Des juges d’appel avaient été saisi d’une demande d’indemnisation d’une incidence professionnelle. Selon toutes vraisemblances, la victime avait essayé de chiffrer l’accroissement de pénibilité que les séquelles de l’accident faisaient peser sur lui à l’occasion de sa profession. Néanmoins, les juges d’appel jugeaient non étayé le taux proposé et retenaient le forfait proposé par l’assureur. La sanction des juges du droit est sans appel : il est impossible d’apprécier forfaitairement l’incidence professionnelle et la cassation intervient pour violation du principe de la réparation intégrale.

La solution a pour elle la rigueur juridique : toute indemnisation doit être casuelle. Néanmoins, l’on achoppe ici à un écueil classique de l’indemnisation corporelle : comment évaluer en argent ce qui ne donne pas lieu à une rémunération ? L’incidence professionnelle fait donc l’objet de «tarifs», qu’on s’en défende ou non. Si celle-ci n’a pas sa place dans le référentiel, il est évident qu’aucune détermination «scientifique» ne saurait être possible, la seule technique restant acquise par l’expérience et un sens de la justice pour composer entre offre et demande. Néanmoins, les paramètres doivent être exposés et il est nécessaire que le juge argumente le choix de son quantum.

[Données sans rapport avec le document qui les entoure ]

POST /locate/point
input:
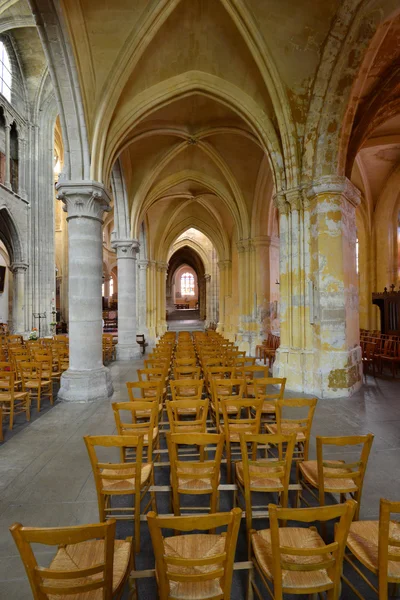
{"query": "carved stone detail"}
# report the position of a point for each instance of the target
(88, 199)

4 - PGPF (Cass. civ. 2, 13 juin 2019, n° 18-15.671, F-P+B+I N° Lexbase : A5721ZEM ; Cass. civ. 1, 9 mai 2019, n° 18-14.839, F-D N° Lexbase : A0766ZBY)

a - Fixation du quantum des PGPF : les juges du fonds souverains

La chose est classique : les juges du fonds disposent d’un pouvoir souverain dans l’appréciation des préjudices patrimoniaux en cas de décès de la victime directe (Cass. civ. 2, 28 juin 2007, n° 06-11.773, F-D N° Lexbase : A9423DWW). La position a été rappelée, sans ambiguïtés par la deuxième chambre civile, dans un arrêt en date du 13 juin 2019, pour le poste de gains professionnels futurs. Néanmoins, les juges du fond sont sous la surveillance de la Cour de cassation.

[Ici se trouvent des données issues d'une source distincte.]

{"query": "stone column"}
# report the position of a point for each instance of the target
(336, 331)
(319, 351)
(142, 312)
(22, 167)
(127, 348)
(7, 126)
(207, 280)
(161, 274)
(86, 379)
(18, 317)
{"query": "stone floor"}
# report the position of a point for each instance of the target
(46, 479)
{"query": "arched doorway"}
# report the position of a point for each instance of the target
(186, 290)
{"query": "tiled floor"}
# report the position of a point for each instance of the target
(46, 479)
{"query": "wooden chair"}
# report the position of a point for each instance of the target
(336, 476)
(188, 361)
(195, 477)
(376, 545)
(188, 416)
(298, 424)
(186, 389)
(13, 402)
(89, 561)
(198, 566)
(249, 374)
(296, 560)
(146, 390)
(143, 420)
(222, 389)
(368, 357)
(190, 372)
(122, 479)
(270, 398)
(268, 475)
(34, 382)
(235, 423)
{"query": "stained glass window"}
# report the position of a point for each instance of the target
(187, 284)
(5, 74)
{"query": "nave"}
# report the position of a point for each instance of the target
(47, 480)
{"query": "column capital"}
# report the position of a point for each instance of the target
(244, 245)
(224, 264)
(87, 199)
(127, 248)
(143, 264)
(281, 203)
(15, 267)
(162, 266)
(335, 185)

En effet, au stade du calcul, les juges du fond ne peuvent imputer, sur les PGPF, un revenu hypothétique dès lors que la victime ne travaille pas, comme l’indique la Cour de cassation dans un arrêt du 9 mai 2019. La position est conforme au principe d’indemnisation intégrale : seule la perte de chance est indemnisable ce qui signifie que le juge doit indiquer d’abord que la personne, si elle ne travaille pas, peut bénéficier d’un revenu et que ce revenu représentera une certaine somme. Il doit néanmoins affecter cette somme d’un coefficient représentant le risque de ne pouvoir trouver ce travail.

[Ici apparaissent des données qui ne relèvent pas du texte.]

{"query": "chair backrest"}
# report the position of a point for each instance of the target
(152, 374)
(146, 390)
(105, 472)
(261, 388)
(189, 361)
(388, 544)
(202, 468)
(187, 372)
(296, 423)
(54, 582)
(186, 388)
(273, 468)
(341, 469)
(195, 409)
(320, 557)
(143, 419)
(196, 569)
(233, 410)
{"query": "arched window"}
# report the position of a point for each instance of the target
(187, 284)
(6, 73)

b - Appréciation de l’inaptitude (Cass. crim., 28 mai 2019, n° 18-82.877, F-D N° Lexbase : A0971ZDC)

Le principe de l’indemnisation de la perte de gains professionnels s’apprécie in abstracto. Il s’agit ainsi de savoir d’abord si, au moment du fait générateur de la créance d’indemnisation, la personne pouvait travailler. Ensuite, si la personne ne travaillait pas, deux options étaient envisageables. La première option, et c’était celle choisie par la cour d’appel d’Aix-en-Provence (CA Aix-en-Provence, 6 avril 2017, n° 15/11363 N° Lexbase : A4413UXQ), consiste à considérer que les revenus futurs, du fait de l’absence d’emploi au jour de la décision, sont hypothétiques. La solution néglige cependant un fait : si la personne ne travaillait pas avant l’audience, elle en avait, néanmoins, la possibilité après l’audience. Rien ne s’opposait, en effet, à ce que la personne puisse travailler, celle-ci ayant cessé, peut-être, temporairement. Néanmoins, ce qui est certain est que, du fait de l’accident, elle verra son aptitude au travail réduite ou anéantie. Dès lors, et il s'agit de la deuxième option, la seule solution est d’indemniser la perte de chance de pouvoir bénéficier de nouveau d’un revenu. C’est cette position qui est rappelée par la Cour de cassation dans un arrêt rendu le 28 mai 2019.

5 - Tierce personne : uniquement lorsque la victime n’est pas hébergée dans un centre (Cass. civ. 2, 13 juin 2019, n° 18-19.682, F-D N° Lexbase : A5826ZEI)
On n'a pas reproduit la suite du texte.